MOSCOW (MRC) -- State-owned oil supplier CPC Corp., Taiwan has bought a piece of land in Kaohsiung on which it plans to build a new naphtha cracker to replace its No. 4 cracker at a cost of NTD82.3 billion (USD2.94 billion), said Chemweek.
CPC's No. 4 cracker in Kaohsiung's Linyuan District has been in operation for 37 years and has an annual ethylene production capacity of 380,000 metric tons, which cannot meet the demand of its customers, CPC spokesman Chang Ray-chung said.
Given the strong demand for basic chemical raw materials and the potential demand from a new circular industrial park being developed in Dalinpu that is focused on innovative materials, CPC decided to build a new naphtha cracker to sustain adequate supply, Chang said.
The company is required, however, to build a new plant before it dismantles the old one, and getting a site for the new plant was pressing, Chang noted.
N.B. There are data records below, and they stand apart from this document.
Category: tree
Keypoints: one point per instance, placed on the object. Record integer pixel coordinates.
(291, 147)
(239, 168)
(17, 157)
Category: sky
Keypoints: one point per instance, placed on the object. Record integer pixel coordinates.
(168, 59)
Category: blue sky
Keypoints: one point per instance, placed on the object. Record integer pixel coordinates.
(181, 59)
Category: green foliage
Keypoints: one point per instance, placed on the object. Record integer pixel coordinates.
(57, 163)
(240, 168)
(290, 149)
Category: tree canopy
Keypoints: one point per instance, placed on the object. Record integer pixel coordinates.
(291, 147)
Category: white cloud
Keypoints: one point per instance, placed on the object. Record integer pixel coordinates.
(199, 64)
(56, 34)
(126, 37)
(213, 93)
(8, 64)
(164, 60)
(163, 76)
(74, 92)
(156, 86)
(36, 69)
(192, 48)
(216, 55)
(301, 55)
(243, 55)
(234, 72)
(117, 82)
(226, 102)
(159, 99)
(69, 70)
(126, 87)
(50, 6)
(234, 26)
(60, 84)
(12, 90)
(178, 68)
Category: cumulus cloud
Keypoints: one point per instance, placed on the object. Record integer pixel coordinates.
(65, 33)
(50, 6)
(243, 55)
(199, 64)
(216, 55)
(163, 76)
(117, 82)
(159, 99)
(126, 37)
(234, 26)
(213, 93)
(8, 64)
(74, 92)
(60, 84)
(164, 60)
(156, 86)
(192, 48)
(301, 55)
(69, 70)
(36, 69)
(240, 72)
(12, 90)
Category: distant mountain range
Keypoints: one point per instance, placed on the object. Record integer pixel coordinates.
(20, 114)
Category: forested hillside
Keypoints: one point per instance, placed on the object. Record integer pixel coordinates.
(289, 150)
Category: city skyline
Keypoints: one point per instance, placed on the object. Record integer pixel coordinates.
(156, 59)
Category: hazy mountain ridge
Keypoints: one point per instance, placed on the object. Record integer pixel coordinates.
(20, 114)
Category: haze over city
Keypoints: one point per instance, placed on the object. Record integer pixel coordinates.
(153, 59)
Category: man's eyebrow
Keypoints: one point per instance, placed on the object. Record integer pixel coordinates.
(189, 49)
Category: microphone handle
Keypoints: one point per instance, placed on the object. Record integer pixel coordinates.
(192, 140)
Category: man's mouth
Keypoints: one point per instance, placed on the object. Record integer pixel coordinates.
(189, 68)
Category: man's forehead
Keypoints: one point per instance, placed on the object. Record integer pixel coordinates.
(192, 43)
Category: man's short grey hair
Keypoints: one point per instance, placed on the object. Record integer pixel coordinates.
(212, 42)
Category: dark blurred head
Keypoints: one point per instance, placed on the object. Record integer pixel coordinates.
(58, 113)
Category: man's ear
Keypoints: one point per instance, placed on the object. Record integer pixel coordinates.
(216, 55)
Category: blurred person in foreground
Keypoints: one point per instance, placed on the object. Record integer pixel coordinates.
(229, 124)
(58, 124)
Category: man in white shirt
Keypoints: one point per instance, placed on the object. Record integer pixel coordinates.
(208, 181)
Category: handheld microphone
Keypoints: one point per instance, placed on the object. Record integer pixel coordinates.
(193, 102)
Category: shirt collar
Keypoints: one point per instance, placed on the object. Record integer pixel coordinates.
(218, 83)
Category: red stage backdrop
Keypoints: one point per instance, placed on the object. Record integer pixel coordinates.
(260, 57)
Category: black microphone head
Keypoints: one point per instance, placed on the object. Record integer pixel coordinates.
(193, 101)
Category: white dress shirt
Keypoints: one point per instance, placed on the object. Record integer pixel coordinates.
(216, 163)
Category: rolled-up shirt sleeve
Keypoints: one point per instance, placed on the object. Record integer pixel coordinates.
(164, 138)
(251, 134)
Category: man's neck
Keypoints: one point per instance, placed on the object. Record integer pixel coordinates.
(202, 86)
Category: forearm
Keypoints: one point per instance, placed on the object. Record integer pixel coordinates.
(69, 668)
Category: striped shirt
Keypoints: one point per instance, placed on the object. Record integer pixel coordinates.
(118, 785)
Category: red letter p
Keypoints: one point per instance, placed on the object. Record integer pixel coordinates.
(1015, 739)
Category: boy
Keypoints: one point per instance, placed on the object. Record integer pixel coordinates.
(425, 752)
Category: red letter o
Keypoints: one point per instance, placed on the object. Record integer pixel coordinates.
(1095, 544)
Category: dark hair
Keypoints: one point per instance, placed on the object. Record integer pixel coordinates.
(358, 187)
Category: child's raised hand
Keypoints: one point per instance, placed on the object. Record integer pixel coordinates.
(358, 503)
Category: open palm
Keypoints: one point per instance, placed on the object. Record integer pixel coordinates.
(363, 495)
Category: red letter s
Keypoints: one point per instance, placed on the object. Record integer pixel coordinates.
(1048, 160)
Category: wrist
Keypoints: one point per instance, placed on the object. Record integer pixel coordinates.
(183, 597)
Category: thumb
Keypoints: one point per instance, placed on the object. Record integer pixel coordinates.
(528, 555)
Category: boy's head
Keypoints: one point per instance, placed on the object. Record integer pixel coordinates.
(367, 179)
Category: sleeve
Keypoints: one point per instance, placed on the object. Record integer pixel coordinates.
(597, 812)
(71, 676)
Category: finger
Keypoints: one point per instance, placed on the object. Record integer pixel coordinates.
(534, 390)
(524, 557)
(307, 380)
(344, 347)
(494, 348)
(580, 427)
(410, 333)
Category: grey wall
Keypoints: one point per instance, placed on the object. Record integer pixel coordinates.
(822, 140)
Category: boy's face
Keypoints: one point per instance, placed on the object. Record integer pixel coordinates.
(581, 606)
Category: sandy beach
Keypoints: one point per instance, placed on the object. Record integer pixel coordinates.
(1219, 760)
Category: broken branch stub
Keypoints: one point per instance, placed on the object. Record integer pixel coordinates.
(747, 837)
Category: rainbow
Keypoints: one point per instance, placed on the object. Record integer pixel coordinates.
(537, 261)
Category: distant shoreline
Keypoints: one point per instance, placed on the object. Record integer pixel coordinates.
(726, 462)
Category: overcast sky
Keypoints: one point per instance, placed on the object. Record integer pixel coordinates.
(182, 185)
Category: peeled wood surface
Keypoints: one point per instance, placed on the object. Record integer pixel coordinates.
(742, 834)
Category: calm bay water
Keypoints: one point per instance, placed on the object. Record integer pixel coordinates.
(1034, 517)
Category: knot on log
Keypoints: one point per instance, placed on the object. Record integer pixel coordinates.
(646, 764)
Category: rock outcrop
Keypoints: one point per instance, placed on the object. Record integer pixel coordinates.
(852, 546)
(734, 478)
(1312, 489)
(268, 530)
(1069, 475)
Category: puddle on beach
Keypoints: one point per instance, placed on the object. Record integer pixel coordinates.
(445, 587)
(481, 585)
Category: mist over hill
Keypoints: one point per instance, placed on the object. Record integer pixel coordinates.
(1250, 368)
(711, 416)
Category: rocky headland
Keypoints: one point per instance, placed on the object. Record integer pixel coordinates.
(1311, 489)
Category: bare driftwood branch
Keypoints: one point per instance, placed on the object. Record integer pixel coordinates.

It chose for the project a 31-hectare lot it purchased in 2017 from chemical manufacturer China American Petrochemical Co. Ltd.
Chang said the state-owned company is set to start the new project in 2022 by applying for an environmental impact assessment and hopes to break ground in 2025 and begin production in 2028.
Once the new plant starts production, it is expected to produce 1 million metric tons of ethylene per year, 163 percent more than currently produced at the old facility, according to Chang.
As MRC informed earlier, Taiwan’s state-run CPC Corp plans to relocate equipment of its oil refinery and third naphtha cracker in Kaohsiung, Taiwan to set up a large-scale petrochemical complex in Indonesia. This step will better utilize the two plants’ equipment after their expected closure, preventing them from being scrapped.
Ethylene and propylene are feedstocks for producing polyethylene (PE) and polypropylene (PP).
According to MRC's DataScope report, PE imports to Russia decreased in January-November 2020 by 17% year on year and reached 569,900 tonnes. High density polyethylene (HDPE) accounted for the greatest reduction in imports. At the same time, PP imports into Russia increased by 21% year on year to about 202,000 tonnes in the first eleven months of 2020. Propylene homopolymer (homopolymer PP) accounted for the main increase in imports.